Author and bookshop owner Catherine Robertson joins Jesse to impart her expertise on what goes at the beginning of a book.
Robertson says she went down a rabbit hole thinking about what a foreword was while preparing for this piece.
“I started looking things up and, of course, you can have a precis, an introduction as well as a foreword, so I had to do some thinking about that. I actually pulled a whole bunch of books out of my bookshelf here and went through and thought, how do these work.
“All three, essentially, serve the same purpose in that they’re there to give readers some background about the book and/or the author. The idea, I guess, is to enrich the reading experience.”
One distinction is that a precis is normally written by the author, while a foreword or introduction is normally written by someone else.
An introduction tends to run longer and read like a critical or academic essay, she says. An example would be a recent edition of George Orwell’s Animal Farm which, for readers in 2021, would benefit from context and background.

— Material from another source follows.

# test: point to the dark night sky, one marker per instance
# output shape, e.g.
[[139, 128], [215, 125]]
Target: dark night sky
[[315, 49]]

“When you get new editions or translations of a classic work, you’re more likely to get an introduction because it gives you the filling in of time and some way of orienting yourself.”
A foreword, meanwhile, is shorter and more personal.
“It’s usually written by a friend or a famous fan of the author themselves saying how wonderful the book is. It’s more from their personal point of view how much this book and this author has meant to them. That seems to be the major difference between and introduction and a foreword.”
A good example is the moving foreword to David Foster Wallace’s Infinite Jest written by Dave Eggers after the death of Wallace.
However not all introductions and forewords are full of effusive praise. Often, after an author has died, there will be an exploration of their problematic life and how that might inform the reader.